Description
BERT (Bidirectional Encoder Representations from Transformers) provides dense vector representations for natural language by using a deep, pre-trained neural network with the Transformer architecture. It was originally published by
Jacob Devlin, Ming-Wei Chang, Kenton Lee, Kristina Toutanova: “BERT: Pre-training of Deep Bidirectional Transformers for Language Understanding”, 2018.
The weights of this model are those released by the original BERT authors. This model has been pre-trained for Chinese on Wikipedia. For training, random input masking has been applied independently to word pieces (as in the original BERT paper).
How to use
embeddings = BertEmbeddings.pretrained("bert_base_chinese", "zh") \
.setInputCols("sentence", "token") \
.setOutputCol("embeddings")
nlp_pipeline = Pipeline(stages=[document_assembler, sentence_detector, tokenizer, embeddings])
val embeddings = BertEmbeddings.pretrained("bert_base_chinese", "zh")

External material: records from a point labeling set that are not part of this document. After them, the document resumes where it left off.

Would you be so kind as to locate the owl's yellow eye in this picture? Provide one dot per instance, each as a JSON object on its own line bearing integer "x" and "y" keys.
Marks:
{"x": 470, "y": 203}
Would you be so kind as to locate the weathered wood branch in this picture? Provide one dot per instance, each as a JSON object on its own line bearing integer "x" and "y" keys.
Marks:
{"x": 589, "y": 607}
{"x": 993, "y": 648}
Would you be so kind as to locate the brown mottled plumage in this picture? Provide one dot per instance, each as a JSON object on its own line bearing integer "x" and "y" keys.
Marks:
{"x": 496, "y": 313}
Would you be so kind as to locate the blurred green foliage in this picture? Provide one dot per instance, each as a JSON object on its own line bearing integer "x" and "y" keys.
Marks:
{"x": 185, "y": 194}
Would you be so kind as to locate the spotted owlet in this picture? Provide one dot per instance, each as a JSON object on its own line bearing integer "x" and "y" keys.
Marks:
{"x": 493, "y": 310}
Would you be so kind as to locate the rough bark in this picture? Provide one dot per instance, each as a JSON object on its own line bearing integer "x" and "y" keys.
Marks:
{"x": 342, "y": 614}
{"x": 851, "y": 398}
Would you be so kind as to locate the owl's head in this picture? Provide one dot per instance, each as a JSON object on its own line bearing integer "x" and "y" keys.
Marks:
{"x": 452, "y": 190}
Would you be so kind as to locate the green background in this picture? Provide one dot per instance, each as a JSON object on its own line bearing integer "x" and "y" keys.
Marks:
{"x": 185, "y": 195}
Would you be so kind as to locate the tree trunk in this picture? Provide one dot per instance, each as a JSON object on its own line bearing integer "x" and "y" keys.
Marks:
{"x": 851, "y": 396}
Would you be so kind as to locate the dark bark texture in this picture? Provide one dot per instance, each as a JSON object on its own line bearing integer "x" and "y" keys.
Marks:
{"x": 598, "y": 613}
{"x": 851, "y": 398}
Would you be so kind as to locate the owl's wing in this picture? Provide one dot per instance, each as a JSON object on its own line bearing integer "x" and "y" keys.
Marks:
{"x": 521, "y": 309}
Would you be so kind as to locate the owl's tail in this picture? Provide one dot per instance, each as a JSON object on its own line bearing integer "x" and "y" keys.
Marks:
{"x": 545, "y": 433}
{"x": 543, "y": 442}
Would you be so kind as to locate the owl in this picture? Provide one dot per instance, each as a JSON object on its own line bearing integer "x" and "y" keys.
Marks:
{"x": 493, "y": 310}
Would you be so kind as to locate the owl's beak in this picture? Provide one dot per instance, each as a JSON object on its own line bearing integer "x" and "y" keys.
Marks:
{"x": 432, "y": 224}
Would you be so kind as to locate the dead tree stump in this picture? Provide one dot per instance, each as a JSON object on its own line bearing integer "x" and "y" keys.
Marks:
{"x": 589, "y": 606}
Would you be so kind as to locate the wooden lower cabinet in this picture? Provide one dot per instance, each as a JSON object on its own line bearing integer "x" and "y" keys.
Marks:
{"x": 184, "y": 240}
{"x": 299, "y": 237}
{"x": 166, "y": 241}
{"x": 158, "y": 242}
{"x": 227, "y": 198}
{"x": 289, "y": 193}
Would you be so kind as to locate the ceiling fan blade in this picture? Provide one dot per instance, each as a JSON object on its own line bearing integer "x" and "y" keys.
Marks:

.setInputCols("sentence", "token")
.setOutputCol("embeddings")
val pipeline = new Pipeline().setStages(Array(document_assembler, sentence_detector, tokenizer, embeddings))
import nlu
nlu.load("zh.embed").predict("""Put your text here.""")
Model Information
Model Name: | bert_base_chinese |
Compatibility: | Spark NLP 3.1.0+ |
License: | Open Source |
Edition: | Official |
Input Labels: | [token, sentence] |
Output Labels: | [embeddings] |
Language: | zh |
Case sensitive: | true |